Auch die restliche 2000er Schaffensphase wurde mit "Enemy of God", "Hordes of Chaos", "Voices of the Dead", "The Patriarch" und "Violent Revolution" ausreichend gewürdigt. Es gibt so viele alte Bands, bei denen oft nur die Klassiker und ein paar Songs vom neuen Album gespielt werden, während die anderen späten Alben eher unter den Tisch fallen, weil sie eben oft auch nicht so der Bringer sind. Kreator zeigen hier sehr erfrischend, dass das nicht die Regel sein muss. Na gut, die 90er Jahre waren mit "People of the Lie" und "Phobia" dann schon eher dünn vertreten, aber das kann man sicher auch verschmerzen.

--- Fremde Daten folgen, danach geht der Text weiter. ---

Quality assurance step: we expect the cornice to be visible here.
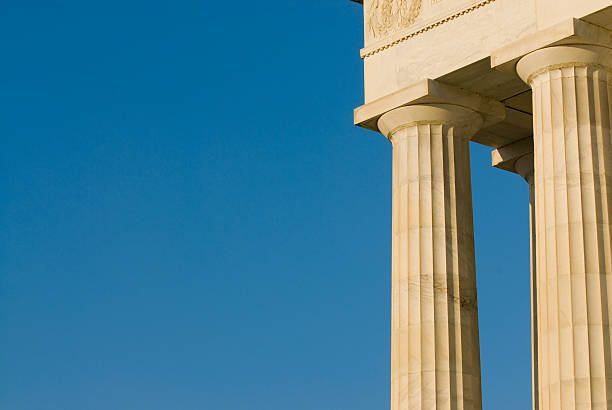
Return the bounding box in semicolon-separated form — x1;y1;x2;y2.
361;0;496;59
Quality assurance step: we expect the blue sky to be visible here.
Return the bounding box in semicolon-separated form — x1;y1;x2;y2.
0;0;531;410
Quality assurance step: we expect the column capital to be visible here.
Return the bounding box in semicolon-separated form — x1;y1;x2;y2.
378;104;484;140
516;44;612;85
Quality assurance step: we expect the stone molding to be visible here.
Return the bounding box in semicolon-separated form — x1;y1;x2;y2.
361;0;496;59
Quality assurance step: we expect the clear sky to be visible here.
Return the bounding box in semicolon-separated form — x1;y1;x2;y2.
0;0;531;410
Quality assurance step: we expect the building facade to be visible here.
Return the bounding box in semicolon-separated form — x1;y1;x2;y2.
355;0;612;410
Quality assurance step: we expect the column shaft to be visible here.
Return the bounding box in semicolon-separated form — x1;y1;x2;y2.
379;106;482;410
518;46;612;409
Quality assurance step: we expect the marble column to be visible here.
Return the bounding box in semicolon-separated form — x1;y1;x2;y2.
517;45;612;409
378;104;483;410
514;153;540;410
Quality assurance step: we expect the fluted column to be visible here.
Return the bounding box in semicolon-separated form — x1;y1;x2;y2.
378;105;482;410
514;153;540;410
517;45;612;410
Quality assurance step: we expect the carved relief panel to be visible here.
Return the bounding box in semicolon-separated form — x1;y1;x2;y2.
364;0;484;46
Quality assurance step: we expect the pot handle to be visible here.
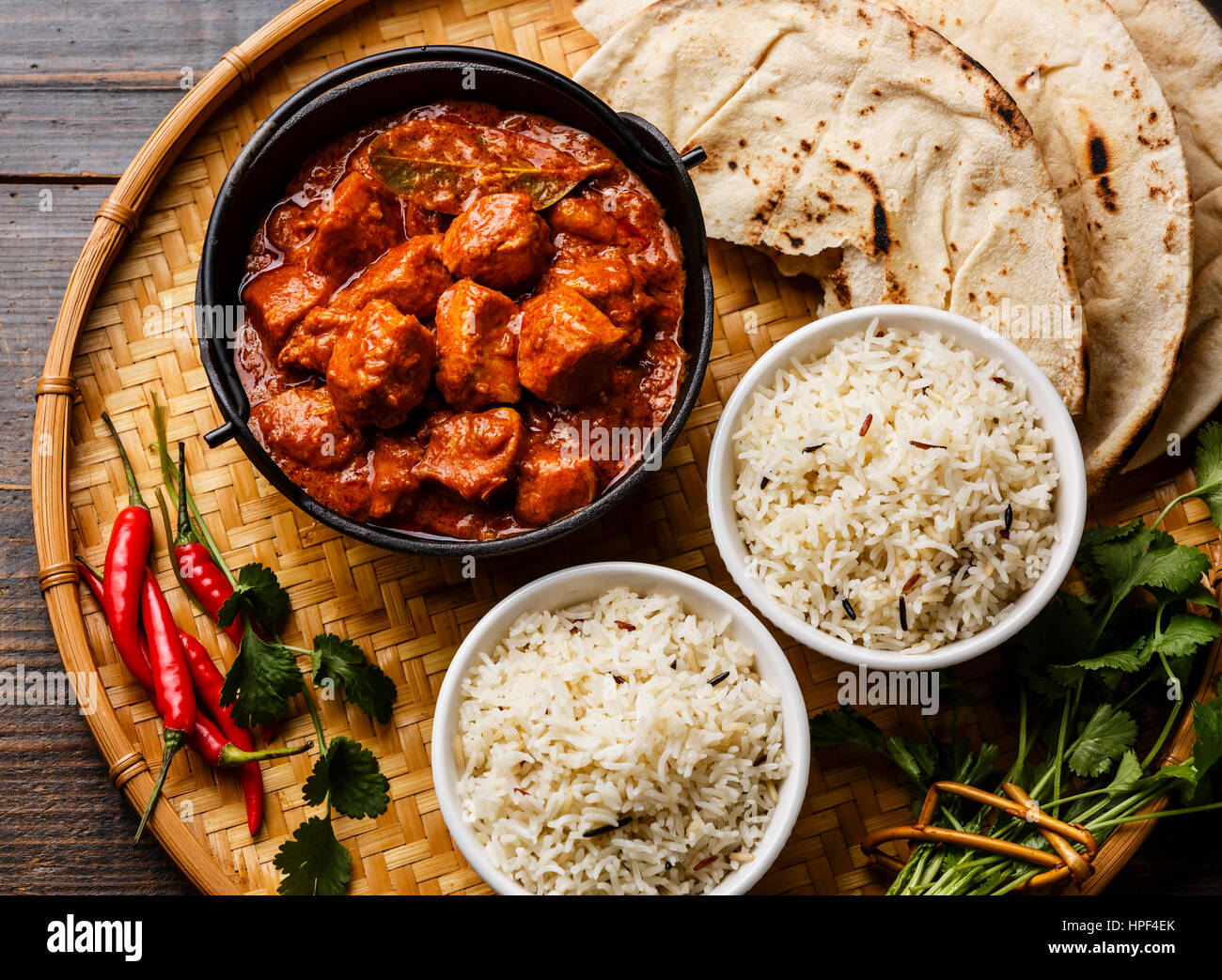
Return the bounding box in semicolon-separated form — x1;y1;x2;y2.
619;113;708;171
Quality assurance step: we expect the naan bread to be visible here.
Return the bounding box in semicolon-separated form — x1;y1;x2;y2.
575;0;1085;412
1112;0;1222;468
896;0;1187;492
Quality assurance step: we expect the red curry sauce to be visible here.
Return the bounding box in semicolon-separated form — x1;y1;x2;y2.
236;101;685;539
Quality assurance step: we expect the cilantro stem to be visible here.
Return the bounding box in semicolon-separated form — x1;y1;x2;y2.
153;396;237;585
1141;650;1184;771
1052;680;1082;817
1150;480;1222;528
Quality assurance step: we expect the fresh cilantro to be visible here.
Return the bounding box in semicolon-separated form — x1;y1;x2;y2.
1048;635;1149;684
1074;521;1144;582
1107;749;1143;797
302;736;390;820
1168;422;1222;528
1070;704;1137;780
1189;698;1222;802
313;633;396;724
887;736;937;788
810;705;883;749
220;630;305;727
1091;528;1210;605
217;564;395;894
273;817;352;894
216;562;289;633
1152;613;1222;659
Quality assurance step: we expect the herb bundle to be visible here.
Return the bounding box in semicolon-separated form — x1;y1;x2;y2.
810;423;1222;894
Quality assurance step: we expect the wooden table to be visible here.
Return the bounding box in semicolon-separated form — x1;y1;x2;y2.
0;0;1222;894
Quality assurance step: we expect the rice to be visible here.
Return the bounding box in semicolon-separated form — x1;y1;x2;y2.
733;320;1059;654
456;588;790;894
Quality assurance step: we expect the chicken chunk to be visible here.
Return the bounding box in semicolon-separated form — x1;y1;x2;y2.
306;174;403;277
331;235;453;317
518;286;630;404
276;306;357;374
441;194;551;293
539;245;654;347
369;434;424;518
547;194;619;244
326;300;437;428
242;265;331;349
436;279;522;412
415;408;525;501
251;387;362;469
513;443;599;527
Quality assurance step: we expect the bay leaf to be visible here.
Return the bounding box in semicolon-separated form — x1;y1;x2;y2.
369;118;611;214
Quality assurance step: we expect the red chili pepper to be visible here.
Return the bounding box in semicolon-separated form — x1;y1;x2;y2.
77;560;306;836
134;574;196;841
174;443;245;646
182;633;263;837
102;412;153;689
77;561;153;694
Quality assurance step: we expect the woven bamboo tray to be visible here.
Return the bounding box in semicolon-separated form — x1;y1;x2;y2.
32;0;1222;894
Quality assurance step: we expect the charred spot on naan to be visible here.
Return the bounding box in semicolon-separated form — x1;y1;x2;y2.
856;170;891;257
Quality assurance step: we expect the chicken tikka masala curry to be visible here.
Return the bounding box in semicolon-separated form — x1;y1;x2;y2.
237;101;685;539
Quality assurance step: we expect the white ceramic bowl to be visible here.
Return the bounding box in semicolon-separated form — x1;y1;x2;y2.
708;305;1087;670
432;562;810;894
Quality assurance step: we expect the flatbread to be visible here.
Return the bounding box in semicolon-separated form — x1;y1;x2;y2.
1112;0;1222;469
897;0;1192;492
575;0;1085;412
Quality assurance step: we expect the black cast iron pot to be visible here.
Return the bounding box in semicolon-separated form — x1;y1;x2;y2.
196;46;713;556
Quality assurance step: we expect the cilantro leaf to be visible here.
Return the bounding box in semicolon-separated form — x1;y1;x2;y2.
953;741;1001;786
1193;422;1222;528
1048;635;1149;684
887;736;937;788
1152;613;1222;658
1091;528;1210;602
302;736;390;820
1068;704;1137;778
220;630;305;728
1190;698;1222;802
810;705;883;749
313;633;398;724
216;562;289;633
1074;520;1144;583
1107;749;1143;797
273;817;352;894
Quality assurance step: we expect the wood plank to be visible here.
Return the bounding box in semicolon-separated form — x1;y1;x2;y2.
0;0;288;173
0;184;193;894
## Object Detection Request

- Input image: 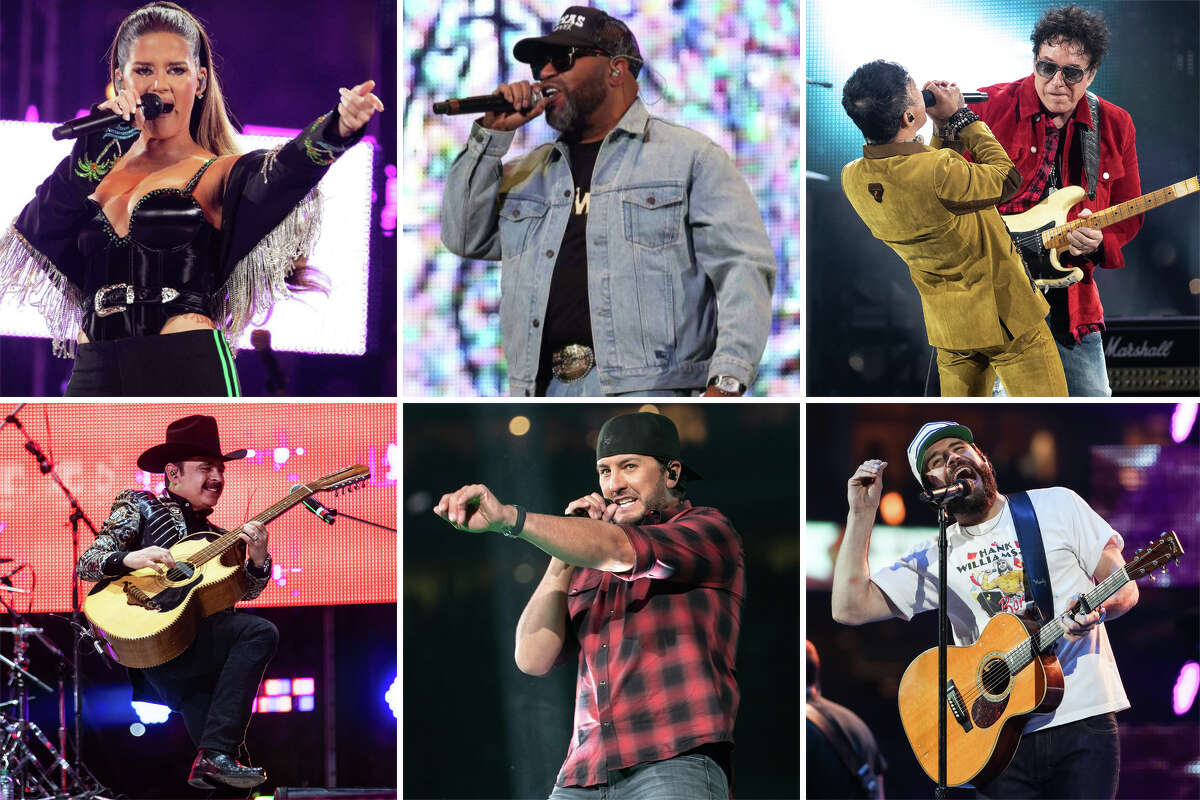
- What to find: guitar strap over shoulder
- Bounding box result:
[1075,92,1100,200]
[1008,492,1054,622]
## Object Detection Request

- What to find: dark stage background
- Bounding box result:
[403,403,800,798]
[805,0,1200,396]
[805,403,1200,798]
[0,0,398,397]
[14,603,396,800]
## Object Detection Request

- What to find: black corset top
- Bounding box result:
[76,158,221,342]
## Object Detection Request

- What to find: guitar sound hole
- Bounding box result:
[979,658,1012,694]
[167,561,196,582]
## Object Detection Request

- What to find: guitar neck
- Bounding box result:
[188,486,313,566]
[1045,176,1200,248]
[1004,567,1132,673]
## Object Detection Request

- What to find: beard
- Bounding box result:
[613,483,676,525]
[546,72,606,138]
[946,464,1000,519]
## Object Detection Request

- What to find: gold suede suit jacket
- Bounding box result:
[841,122,1050,351]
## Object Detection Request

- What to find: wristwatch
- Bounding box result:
[708,375,746,395]
[500,503,524,539]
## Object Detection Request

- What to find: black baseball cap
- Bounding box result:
[596,411,701,481]
[512,6,642,76]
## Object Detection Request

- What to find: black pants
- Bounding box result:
[65,331,241,397]
[143,610,280,754]
[976,712,1121,800]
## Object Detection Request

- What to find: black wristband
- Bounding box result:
[500,503,524,539]
[946,106,979,139]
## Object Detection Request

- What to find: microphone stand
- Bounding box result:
[0,403,97,782]
[316,506,397,534]
[934,501,949,800]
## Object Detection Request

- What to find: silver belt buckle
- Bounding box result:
[550,344,596,384]
[94,283,133,317]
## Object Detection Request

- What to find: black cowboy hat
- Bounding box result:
[138,414,246,473]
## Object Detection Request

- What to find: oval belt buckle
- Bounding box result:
[94,283,133,317]
[550,344,596,384]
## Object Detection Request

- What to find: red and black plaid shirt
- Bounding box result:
[996,125,1062,213]
[557,501,745,786]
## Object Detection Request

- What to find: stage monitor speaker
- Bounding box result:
[1103,317,1200,397]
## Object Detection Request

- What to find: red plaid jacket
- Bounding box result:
[971,74,1142,333]
[557,501,745,786]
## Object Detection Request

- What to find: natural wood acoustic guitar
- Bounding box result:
[899,531,1183,786]
[1001,175,1200,289]
[83,465,371,668]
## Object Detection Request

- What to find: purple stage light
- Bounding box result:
[1171,661,1200,716]
[1171,403,1200,444]
[383,675,401,720]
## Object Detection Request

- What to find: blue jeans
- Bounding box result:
[991,331,1112,397]
[976,711,1121,800]
[550,753,730,800]
[546,367,704,397]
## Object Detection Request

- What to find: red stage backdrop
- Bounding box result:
[0,401,400,612]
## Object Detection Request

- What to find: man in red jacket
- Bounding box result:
[971,5,1142,397]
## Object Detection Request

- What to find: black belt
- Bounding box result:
[92,283,209,317]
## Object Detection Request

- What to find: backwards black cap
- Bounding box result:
[512,6,643,78]
[596,411,701,481]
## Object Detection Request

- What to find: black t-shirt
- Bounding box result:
[538,142,602,395]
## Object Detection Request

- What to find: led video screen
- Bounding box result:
[0,403,400,612]
[0,120,374,355]
[401,0,804,396]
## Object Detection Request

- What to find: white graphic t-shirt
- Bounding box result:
[871,487,1129,733]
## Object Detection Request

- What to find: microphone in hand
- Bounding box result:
[920,479,971,505]
[50,92,175,139]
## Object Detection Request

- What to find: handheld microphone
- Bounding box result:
[433,86,558,114]
[302,498,337,525]
[920,479,971,505]
[920,89,988,108]
[50,92,175,139]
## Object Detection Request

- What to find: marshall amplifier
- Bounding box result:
[1104,317,1200,396]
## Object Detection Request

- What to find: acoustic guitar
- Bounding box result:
[1001,175,1200,289]
[899,531,1183,786]
[83,465,371,668]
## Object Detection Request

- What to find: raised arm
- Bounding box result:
[833,459,895,625]
[433,483,634,572]
[514,558,575,675]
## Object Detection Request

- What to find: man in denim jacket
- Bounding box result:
[442,6,775,397]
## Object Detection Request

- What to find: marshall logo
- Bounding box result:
[554,14,584,30]
[1104,336,1175,359]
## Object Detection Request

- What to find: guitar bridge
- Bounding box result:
[946,678,974,733]
[121,583,158,610]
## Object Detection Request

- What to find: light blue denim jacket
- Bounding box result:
[442,100,776,396]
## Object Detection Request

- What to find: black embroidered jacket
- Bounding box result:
[76,489,271,600]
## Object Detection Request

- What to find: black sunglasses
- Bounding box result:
[529,47,608,80]
[1033,59,1087,84]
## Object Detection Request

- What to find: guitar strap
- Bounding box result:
[1008,492,1054,624]
[1075,92,1100,200]
[804,699,878,798]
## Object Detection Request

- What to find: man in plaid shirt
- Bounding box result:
[434,413,745,800]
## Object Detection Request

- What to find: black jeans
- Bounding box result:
[64,331,241,397]
[976,711,1121,800]
[143,609,280,754]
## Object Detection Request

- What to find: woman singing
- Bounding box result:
[0,2,383,397]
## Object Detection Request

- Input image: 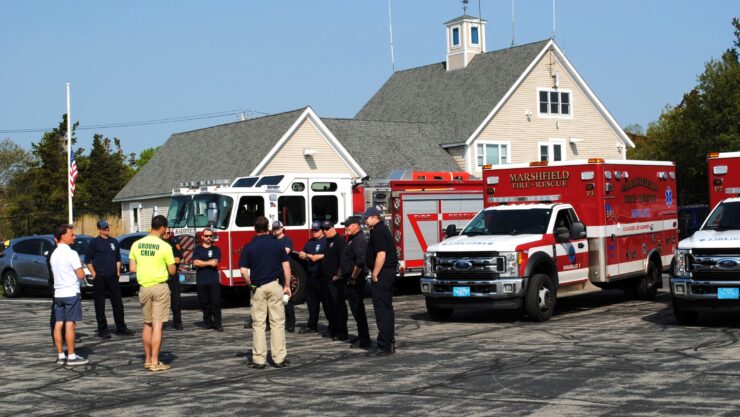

Der Klassiker-Anteil konzentrierte sich überwiegend zum Ende des Konzerts und war u. a. mit "Endless Pain", "Pleasure to Kill" und "Flag of Hate" eher berechenbar und ohne große Überraschungen. Andererseits waren gerade die "Hits" aber auch immer wieder zusammen mit den anpeitschenden Ansagen von Mille ("zerstört das Huxley´s!") Auslöser für Circle-Pits oder Moshingausbrüche in der Menge. So muss ein Thrash-Konzert sein! Mit dem obligatorischen "Tormentor" ging dann ein großartiger Abend zu Ende. Persönliches Fazit: Es ist schon sehr erfreulich zu sehen, wo der Thrash Metal nach dem tiefen Absturz Ende der 90er heute wieder steht. Man darf gespannt sein, wie es weiter geht...
Das Konzert wurde übrigens von Tape.tv aufgezeichnet und ist kostenlos im Internet verfügbar.